Guilt Has Staying Power

hands-in-bloodHere is a long but fascinating essay on how despite the loss of God in our culture we are still guilty and how that guilt leads us to identify with victims and in many cases become victims.  Throughout the author discusses forgiveness as therapy, the idea of war reparations, the loss of the concept of sin, and the rash of fabricated memoirs and what those indicate about our world. My take away is that without the substitutionary atonement of Christ there is no remission of guilt. Without Christ men will try to alleviate their guilt, but without success. Here are a couple of paragraphs to get you started.

In the new therapeutic dispensation, however, forgiveness is all about the forgiver, and his or her power and well-being. We have come a long way from Shakespeare’s Portia, who spoke so memorably in The Merchant of Venice about the unstrained “quality of mercy,” which “droppeth as the gentle rain from heaven” and blesses both “him that gives and him that takes.” And an even longer way from Christ’s anguished cry from the cross, “Forgive them, for they know not what they do.”And perhaps even further yet from the most basic sense of forgiveness, the canceling of a monetary debt or the pardoning of a criminal offense, in either case a very conscious suspension of the entirely rightful demands of justice.

We still claim to think well of forgiveness, but it has in fact very nearly lost its moral weight by having been translated into an act of random kindness whose chief value lies in the sense of personal release it gives us. “Forgiveness,” proclaimed the journalist Gregg Easterbrook writing at Beliefnet, “is good for your health.” Like the similar acts of confession or apology, and other transactions in the moral economy of sin and guilt, forgiveness is in danger of being debased into a kind of cheap grace, a waiving of standards entirely, standards without which such transactions have little or no moral significance.
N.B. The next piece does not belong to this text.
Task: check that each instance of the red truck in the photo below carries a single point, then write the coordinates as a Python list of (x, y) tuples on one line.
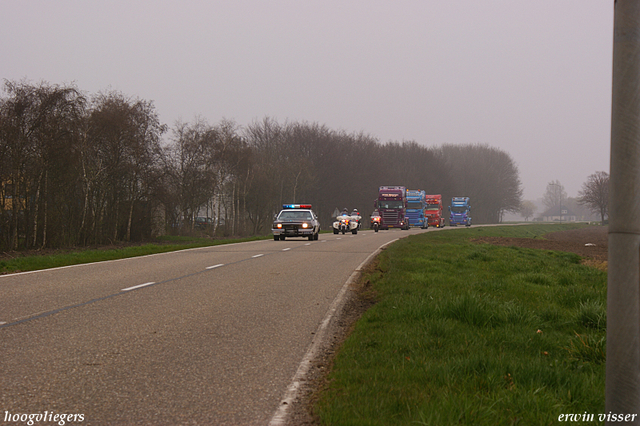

Forgiveness only makes sense in the presence of a robust conception of justice. Without that, it is in real danger of being reduced to something passive and automatic and flimsy—a sanctimonious way of saying that nothing really matters very much at all…

Victimhood at its most potent promises not only release from responsibility, but an ability to displace that responsibility onto others. As a victim, one can project onto another person, the victimizer or oppressor, any feelings of guilt he might harbor, and in projecting that guilt lift it from his own shoulders. The result is an astonishing reversal, in which the designated victimizer plays the role of the scapegoat, upon whose head the sin comes to rest, and who pays the price for it. By contrast, in appropriating the status of victim, or identifying oneself with victims, the victimized can experience a profound sense of moral release, of recovered innocence. It is no wonder that this has become so common a gambit in our time, so effectively does it deal with the problem of guilt—at least individually, and in the short run, though at the price of social pathologies in the larger society that will likely prove unsustainable…

For all its achievements, modern science has left us with at least two overwhelmingly important, and seemingly insoluble, problems for the conduct of human life. First, modern science cannot instruct us in how to live, since it cannot provide us with the ordering ends according to which our human strivings should be oriented. In a word, it cannot tell us what we should live for, let alone what we should be willing to sacrifice for, or die for.

And second, science cannot do anything to relieve the guilt weighing down our souls, a weight to which it has added appreciably, precisely by rendering us able to be in control of, and therefore accountable for, more and more elements in our lives—responsibility being the fertile seedbed of guilt. That growing weight seeks opportunities for release, seeks transactional outlets, but finds no obvious or straightforward ones in the secular dispensation. Instead, more often than not we are left to flail about, seeking some semblance of absolution in an incoherent post-Christian moral economy that has not entirely abandoned the concept of sin but lacks the transactional power of absolution or expiation without which no moral system can be bearable.